In 1990 and again in 1995, scientists, policy makers, and academics collaborated on amendments to the Clean Air Act that would allow the free market to determine the least expensive ways to reduce emissions of sulfur dioxide. The free-market program was implemented in two phases between 1995 and 2000, and approximately 3,000 power plants are now covered under the Acid Rain Program of the act. So far, each phase has led to significant reductions in sulfur emissions.

One of the most innovative aspects of the Clean Air Act amendments was the provision for the buying and selling of allowances that authorized the owner to release a certain quantity of sulfur. Each allowance authorizes a power plant or industrial source to emit one ton of SO2 during a given year. Sulfur allowances are awarded annually to existing sulfur emitters proportional to the amounts of sulfur they were emitting before 1990, and the emitters are not allowed to emit more sulfur than the amount for which they have permits. At the end of a given year, the emitter must possess a number of allowances at least equal to its annual emissions. In other words, a facility that emits 1,000 tons of SO2 must possess at least 1,000 allowances that are usable in that year. Facilities that emit quantities of SO2 above their allowances must pay a financial penalty.

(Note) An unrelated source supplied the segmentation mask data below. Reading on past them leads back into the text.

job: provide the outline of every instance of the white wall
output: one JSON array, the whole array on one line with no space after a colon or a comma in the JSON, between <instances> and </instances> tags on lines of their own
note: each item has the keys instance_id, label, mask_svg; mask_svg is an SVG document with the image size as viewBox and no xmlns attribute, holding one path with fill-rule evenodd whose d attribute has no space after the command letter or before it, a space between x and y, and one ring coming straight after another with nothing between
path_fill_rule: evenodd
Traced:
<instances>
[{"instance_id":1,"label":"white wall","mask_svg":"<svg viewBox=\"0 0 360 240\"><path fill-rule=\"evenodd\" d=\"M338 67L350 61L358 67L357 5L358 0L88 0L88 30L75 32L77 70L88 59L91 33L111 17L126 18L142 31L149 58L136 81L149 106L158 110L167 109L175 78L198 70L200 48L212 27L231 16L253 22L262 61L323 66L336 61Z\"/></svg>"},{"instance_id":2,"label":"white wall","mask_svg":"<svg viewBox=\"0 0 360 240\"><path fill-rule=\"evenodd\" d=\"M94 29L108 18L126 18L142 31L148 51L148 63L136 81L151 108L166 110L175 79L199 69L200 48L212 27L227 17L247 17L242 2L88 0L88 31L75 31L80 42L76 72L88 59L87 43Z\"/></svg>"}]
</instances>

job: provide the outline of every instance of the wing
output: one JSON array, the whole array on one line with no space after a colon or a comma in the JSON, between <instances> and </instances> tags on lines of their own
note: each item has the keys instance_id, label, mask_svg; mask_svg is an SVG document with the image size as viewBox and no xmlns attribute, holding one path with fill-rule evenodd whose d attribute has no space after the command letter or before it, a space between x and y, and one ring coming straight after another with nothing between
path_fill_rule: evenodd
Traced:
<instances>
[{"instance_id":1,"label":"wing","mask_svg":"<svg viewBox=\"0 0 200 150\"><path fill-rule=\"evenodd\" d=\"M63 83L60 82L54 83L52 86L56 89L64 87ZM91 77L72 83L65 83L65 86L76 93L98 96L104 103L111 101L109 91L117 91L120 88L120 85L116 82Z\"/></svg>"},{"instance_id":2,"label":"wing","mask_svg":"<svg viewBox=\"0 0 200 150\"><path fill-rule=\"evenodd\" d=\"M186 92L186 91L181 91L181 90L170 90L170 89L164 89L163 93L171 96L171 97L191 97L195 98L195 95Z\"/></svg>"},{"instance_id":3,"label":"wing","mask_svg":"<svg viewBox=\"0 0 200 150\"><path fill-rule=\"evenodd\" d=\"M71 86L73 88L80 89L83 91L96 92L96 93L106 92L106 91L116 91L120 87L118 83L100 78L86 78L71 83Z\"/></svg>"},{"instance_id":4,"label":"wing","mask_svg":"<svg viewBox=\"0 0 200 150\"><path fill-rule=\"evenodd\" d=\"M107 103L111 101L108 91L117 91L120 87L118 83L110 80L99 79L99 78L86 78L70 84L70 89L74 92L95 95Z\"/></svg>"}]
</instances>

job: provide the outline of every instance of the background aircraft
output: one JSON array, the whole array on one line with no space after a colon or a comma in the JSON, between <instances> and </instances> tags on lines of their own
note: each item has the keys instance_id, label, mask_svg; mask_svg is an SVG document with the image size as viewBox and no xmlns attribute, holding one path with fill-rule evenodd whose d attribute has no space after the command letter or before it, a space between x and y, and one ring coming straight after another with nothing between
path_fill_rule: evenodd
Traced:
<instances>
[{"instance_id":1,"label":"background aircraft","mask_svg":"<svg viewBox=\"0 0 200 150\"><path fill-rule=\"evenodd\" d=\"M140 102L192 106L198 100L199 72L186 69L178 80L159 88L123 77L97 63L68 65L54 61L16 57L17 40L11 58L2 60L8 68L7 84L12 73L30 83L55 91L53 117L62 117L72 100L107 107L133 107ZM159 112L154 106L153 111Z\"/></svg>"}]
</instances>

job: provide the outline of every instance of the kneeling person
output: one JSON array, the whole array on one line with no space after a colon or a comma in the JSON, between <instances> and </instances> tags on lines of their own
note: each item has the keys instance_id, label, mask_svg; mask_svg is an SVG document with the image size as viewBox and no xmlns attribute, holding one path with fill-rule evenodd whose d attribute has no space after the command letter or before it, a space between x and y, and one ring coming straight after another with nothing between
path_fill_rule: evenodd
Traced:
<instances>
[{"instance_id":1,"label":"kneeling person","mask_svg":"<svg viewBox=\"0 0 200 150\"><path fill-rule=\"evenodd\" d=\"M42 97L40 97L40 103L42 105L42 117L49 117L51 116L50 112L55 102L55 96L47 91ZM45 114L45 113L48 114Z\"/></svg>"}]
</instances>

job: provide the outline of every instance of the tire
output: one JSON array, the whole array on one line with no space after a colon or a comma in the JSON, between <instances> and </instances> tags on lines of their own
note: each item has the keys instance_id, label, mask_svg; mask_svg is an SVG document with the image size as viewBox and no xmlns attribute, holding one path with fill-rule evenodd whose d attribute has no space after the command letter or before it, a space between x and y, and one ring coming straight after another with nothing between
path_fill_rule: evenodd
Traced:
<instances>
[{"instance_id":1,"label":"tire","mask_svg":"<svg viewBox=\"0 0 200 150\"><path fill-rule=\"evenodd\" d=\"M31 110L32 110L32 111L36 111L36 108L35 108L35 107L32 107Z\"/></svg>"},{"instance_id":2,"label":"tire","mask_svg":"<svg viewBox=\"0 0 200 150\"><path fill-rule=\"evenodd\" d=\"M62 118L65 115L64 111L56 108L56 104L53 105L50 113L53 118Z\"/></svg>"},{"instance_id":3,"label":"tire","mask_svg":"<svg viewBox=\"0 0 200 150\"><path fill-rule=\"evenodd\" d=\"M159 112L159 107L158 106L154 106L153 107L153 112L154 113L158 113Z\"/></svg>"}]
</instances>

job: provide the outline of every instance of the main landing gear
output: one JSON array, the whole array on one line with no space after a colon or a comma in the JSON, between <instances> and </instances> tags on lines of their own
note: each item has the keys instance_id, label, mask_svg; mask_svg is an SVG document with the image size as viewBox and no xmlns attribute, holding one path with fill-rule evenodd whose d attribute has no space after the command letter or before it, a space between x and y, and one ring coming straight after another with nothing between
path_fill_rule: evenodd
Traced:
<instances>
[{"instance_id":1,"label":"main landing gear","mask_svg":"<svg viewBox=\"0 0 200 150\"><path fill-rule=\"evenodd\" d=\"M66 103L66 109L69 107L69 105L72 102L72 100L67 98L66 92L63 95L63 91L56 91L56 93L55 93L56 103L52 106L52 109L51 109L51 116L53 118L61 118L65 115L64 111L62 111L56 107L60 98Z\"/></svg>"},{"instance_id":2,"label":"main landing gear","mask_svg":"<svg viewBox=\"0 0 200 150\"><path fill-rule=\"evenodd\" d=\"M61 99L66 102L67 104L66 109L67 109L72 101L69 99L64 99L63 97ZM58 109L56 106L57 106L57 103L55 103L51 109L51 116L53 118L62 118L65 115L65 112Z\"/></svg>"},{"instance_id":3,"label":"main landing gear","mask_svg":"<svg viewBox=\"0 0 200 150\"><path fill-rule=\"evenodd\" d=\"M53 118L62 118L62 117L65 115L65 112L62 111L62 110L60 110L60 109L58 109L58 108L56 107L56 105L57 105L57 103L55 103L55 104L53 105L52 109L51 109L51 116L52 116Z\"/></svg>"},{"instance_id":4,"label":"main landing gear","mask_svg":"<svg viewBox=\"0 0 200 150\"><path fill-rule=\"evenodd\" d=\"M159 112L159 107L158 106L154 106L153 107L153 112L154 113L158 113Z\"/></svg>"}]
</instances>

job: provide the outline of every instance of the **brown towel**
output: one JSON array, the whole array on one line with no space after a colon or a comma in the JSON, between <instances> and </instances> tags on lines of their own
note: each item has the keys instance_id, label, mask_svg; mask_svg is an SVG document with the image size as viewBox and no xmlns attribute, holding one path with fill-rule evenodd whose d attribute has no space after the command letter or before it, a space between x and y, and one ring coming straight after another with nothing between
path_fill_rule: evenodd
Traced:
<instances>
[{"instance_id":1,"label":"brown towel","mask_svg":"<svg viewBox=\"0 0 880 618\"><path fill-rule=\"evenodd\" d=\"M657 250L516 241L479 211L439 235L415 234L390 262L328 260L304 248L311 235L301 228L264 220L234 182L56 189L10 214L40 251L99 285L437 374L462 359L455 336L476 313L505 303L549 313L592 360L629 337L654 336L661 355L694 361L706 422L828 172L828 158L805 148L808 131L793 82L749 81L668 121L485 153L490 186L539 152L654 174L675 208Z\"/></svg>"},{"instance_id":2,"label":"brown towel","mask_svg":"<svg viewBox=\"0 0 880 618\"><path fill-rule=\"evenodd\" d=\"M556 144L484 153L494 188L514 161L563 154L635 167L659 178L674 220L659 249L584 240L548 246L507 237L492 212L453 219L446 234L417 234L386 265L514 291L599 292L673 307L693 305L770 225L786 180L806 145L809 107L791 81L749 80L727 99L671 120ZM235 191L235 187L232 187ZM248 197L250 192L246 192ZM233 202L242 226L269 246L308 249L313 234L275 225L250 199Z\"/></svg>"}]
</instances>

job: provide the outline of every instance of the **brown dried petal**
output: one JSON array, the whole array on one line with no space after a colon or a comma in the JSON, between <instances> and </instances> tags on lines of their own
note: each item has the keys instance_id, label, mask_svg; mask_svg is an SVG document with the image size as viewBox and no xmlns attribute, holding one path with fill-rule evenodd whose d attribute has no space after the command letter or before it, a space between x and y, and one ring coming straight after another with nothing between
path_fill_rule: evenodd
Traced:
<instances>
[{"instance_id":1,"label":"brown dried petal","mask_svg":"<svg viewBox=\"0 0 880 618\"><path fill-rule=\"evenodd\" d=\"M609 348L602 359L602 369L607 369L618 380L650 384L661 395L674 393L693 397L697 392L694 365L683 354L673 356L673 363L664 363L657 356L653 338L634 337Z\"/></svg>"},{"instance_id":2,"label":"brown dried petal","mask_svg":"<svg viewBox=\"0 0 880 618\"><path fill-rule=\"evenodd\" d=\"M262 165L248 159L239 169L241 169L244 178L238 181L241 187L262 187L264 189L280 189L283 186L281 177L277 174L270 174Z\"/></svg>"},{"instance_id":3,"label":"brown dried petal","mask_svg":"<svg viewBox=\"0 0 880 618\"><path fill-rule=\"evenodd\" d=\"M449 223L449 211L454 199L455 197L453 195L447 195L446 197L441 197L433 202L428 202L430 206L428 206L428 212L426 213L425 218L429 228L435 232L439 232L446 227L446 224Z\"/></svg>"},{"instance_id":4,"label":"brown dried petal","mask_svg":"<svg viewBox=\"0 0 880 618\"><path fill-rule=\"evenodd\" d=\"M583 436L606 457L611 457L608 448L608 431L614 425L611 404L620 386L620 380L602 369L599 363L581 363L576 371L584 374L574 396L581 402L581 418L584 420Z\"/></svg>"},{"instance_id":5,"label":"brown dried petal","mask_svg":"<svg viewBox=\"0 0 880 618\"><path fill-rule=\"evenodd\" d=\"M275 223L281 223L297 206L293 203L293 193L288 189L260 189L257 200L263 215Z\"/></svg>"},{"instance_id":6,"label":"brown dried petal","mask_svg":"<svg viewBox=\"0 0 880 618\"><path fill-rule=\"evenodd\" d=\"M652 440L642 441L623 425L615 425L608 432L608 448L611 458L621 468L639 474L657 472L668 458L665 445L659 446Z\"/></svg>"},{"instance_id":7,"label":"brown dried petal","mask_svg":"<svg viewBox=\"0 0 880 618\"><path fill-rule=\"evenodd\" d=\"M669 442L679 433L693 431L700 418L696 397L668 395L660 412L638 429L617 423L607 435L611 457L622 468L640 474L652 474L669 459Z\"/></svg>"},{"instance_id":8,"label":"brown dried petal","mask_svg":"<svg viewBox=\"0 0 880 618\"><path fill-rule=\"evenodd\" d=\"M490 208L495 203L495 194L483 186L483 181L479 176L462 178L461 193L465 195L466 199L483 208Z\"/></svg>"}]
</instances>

Sulfur allowances can be bought and sold on the open market by anyone. If emitters wanted to exceed their allowance level—say, because they intended to increase their industrial output—they would be required to purchase more allowances from another source. If, on the other hand, a company decreased its sulfur emissions more than it needed to in order to comply with its allowance amount, it could sell any unused sulfur emission allowances. Over time, the number of allowances distributed each year has been gradually reduced: The total SO2 emissions from all sources in the United States have declined from 23.5 million metric tons (26 million U.S. tons) in 1982 to 10.3 million metric tons (11.4 million U.S. tons) in 2008. “Do the Math: Calculating Annual Sulfur Reductions” shows you how to calculate these decreases as percentages. The overall economic cost for achieving these reductions has been about one-quarter of the original cost estimate. Global change researchers have used the sulfur allowance example as a model for the more recent experiments with buying and selling carbon dioxide allowances. We discuss this further in “Science Applied 8: Can We Solve the Carbon Crisis Using Cap-and-Trade?” following Chapter 20.